There's no doubt racial discrimination and exclusionist Jim Crow policies helped usher in "position profiling" in both the NFL and college football...
But there is evidence -- some of it anecdotal -- to suggest there is a degree of profiling when it comes to white runners.
"It used to be for the athletes playing in high school, if you were African-American and playing quarterback, the assumption was they were going to put you at wide receiver," James said. "That trend has been reversed and there's not a perception [African-Americans] can't play quarterback, but there is a perception that if you're a white guy and a running back, you need to move your position."
Gerhart, a junior at Stanford, said opponents used to express surprise when they realized he was the feature back.
"There were definitely times after games, the DBs, safeties or linebackers would say, 'God man, you can move for a white guy,'" said Gerhart, who ranks 15th in the nation in rushing yards among FBS players. "Even at the college level, my freshman year I played some and after they tackled me, they'd say, 'Man, you run good for a white guy' or 'You're my favorite white running back.'"

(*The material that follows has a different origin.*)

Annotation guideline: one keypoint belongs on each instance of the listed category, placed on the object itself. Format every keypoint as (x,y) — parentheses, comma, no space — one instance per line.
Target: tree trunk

Recently, according to Gerhart, one of his friends was playing an NCAA video game and created a player with Gerhart's speed and dimensions (6-foot-2, 230 pounds, 4.43 in the 40-yard dash). When his friend made the player white, the game automatically described the video version of Gerhart as "power back." When his friend changed the skin color to black, he became an "all-purpose back."
"Maybe it's just basic stereotypes," Gerhart said. "Even now you're described as a 'power back.' They still discredit speed."